FILE PHOTO: U.S. President Donald Trump speaks at the 2019 House Republican Conference Member Retreat dinner in Baltimore, Maryland, U.S., September 12, 2019. REUTERS/Leah Millis
NEW YORK (Reuters) – A U.S. federal appeals court on Friday revived a lawsuit claiming President Donald Trump violated the U.S. Constitution by profiting from foreign and domestic officials who patronized his hotels and restaurants, adding to the corruption claims against Trump.
The New York-based 2nd U.S. Circuit Court of Appeals set aside a lower court ruling that had thrown out the case because the people who sued could not prove they were harmed by Trump’s actions and his role as president.

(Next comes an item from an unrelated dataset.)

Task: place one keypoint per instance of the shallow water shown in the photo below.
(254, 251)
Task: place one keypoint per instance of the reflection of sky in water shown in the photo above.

The lawsuit, initially filed by plaintiffs including the watchdog group Citizens for Responsibility and Ethics in Washington, accused the Republican president of failing to disentangle himself from his hotels and other businesses, making him vulnerable to inducements by officials seeking to curry favor.
The case alleged violation of the U.S. Constitution’s anti-corruption “emoluments” provisions, which ban the president from accepting gifts or payments from foreign governments without congressional consent.
The Justice Department, which is defending Trump in the case, could appeal to the U.S. Supreme Court.